McNeill pushes back vigorously against the notion of a job wipeout due to AI. In the long run, technology developments such as AI will deliver new generations of innovation – and create new roles for humans. “I hear the argument, ‘this time, it’s different,’ that ‘the invention’s smarter than us,’” he said. “Inventions are always better than us. I just don’t see evidence that this is the first time in human history this happened. We can’t see the other side, we rarely see the other side, and the opportunity it creates.”
It’s common to clearly see “first-order job destruction in technology,” McNeill continued. “But humans are really bad at seeing second-order effects, and third-order effects. All the doomsayers can see is the doomsday scenario."
For example, he said, there used to be skyscrapers full of people doing manual calculations. The spreadsheet came along and eliminated all those jobs. But we didn’t have mass unemployment on Wall Street. It enabled all kinds of different trading strategies and second-order effects that actually led people to have much more interesting jobs."
To prepare an organization to optimize AI, it’s important to think long term here as well – maybe not as far as second-order effects, but to the effects on business processes. “First, decide what outcome you want from this business process,” McNeill advised. “Asking for AI first is a lot like saying, ‘I want a hammer.’”
The bottom line, he said, is “if people don’t understand the nature of the problem they’re trying to solve, what their goal is, they’ll start applying a hammer to every problem. They’re only going to leave holes in the wall.”
The best approach is to describe "‘here’s what I want you to build. Now let’s talk about how you go about that. Is ML the right approach? Is AI the right approach? Is deterministic code the right approach?’"
Think about what teams are being asked to build, he continued. “And start with the goal. And then let teams tell you what is best to reach that goal.” For example, an executive should say, “’here’s what I want you to build, and I want you to take 50% of our cost base out,’” he illustrated. “That’s a different order that gets placed.

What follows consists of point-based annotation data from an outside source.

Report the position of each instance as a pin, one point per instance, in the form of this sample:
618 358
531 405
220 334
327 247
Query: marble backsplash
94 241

Then people start thinking creatively about what new sets of tools they need to do that. That can pull the AI forward.”
In his book, McNeill has several guiding principles, staring with “question every requirement,” with an emphasis on simplicity, and ending up with this surprising piece of advice: “automate last.” He related how Tesla, under his watch, was experiencing a backlog of orders due to sluggishness in its automated manufacturing process. The solution, he found, was to set up a long tent outside Tesla’s California assembly plant and hand-assemble each component in an all-human assembly line. It was there the team was able to identify how to smartly apply automation to each phase.
The key is to learn, simplify, and optimize the system first. “Automation, whether software or robots, had to come last,” McNeill wrote. He likened the process to building a house, with the contractor building it as the architect is still working on it. All too often, the software is applied before the business process is mature.
“People really need to understand, ‘here’s the problem I’m trying to solve, here’s why AI is appropriate for this, and hers the steps to deploy AI,’" he said. This may include cleaning up data, training the model on the data, and doing post-training to ensure the model delivers accurate, up-to-date results.